Baja’s Approach to Transforming Fishing Culture

Written by Audrey Robertson, ESLLC 2017-2018

Recently, the World Wildlife Fund released a statistic claiming that between 1970 and 2012 the world marine vertebrate population declined by 49 percent. A number of factors can explain this sharp downtrend, but there are three major contributors: between climate change, overfishing, and the destruction of marine habitats our oceans are suffering. Methods to improve the situation can be tricky because long term results can only be projected, as well as the need to feed our ever-growing population. Luckily in recent years, Baja California has begun testing one method and the results are inspiring. Using their simple five-rule strategy, they may have discovered the key to conservation that works.

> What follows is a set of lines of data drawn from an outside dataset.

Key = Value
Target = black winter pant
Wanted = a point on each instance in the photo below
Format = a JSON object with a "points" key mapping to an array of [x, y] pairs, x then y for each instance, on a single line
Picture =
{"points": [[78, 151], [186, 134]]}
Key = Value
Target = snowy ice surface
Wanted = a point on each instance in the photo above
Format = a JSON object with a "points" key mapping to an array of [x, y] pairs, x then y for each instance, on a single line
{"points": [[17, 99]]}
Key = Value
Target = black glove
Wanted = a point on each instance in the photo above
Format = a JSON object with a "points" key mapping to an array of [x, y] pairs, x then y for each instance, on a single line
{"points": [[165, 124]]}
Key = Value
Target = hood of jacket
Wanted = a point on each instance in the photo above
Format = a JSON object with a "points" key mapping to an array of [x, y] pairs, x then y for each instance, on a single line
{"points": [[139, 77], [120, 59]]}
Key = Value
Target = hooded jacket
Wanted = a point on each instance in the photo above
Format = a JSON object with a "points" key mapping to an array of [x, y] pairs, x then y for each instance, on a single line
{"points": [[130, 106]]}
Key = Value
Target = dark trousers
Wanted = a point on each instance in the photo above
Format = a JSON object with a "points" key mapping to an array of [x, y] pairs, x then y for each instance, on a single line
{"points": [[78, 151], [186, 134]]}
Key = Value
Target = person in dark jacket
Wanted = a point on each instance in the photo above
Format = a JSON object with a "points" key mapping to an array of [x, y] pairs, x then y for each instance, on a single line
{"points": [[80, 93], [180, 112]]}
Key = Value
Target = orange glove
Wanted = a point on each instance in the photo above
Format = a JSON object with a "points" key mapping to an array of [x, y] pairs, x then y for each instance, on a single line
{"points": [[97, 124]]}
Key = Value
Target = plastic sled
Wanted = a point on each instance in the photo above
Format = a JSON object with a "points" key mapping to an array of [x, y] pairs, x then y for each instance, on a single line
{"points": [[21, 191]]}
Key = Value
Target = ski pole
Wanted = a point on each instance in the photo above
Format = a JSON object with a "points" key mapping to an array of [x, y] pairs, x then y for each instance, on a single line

The first rule states that using isolated sites for fishing (limited to one to two communities) is ideal for success. This idea reminds me of the issue of the tragedy of the commons. Explained as “an economic theory where every individual tries to reap the greatest benefit from a given resource. As the demand for the resource overwhelms the supply, every individual who consumes an additional unit directly harms others who can no longer enjoy the benefits” (Staff, Investopedia. “Tragedy of The Commons.” 2015). By combatting this issue, communities can improve the biodiversity in waters. The second rule states the community needs a resource of high value. With any successful movement, the community needs strong leaders with vision to create a better ocean, stated as the third rule.

The last two rules hold even more significance. Overfishing happens when fishermen fish all year round, increasing the amount of bycatch and wasted resources. The fourth rule states fisherman needing a way to support themselves while resources recover, and Baja has solved this by paying fishermen to watch for poachers and to do biological surveys estimating the amount of certain species in their area during the off seasons. The last rule “For conservation to work, community cohesion and trust are essential.” By creating trust you build community, which helps support and manpower of conservation efforts, specifically when you put communities in charge of small, community-created reserve areas, such as those in Baja California. So by following their example could we create healthier, more biodiverse oceans?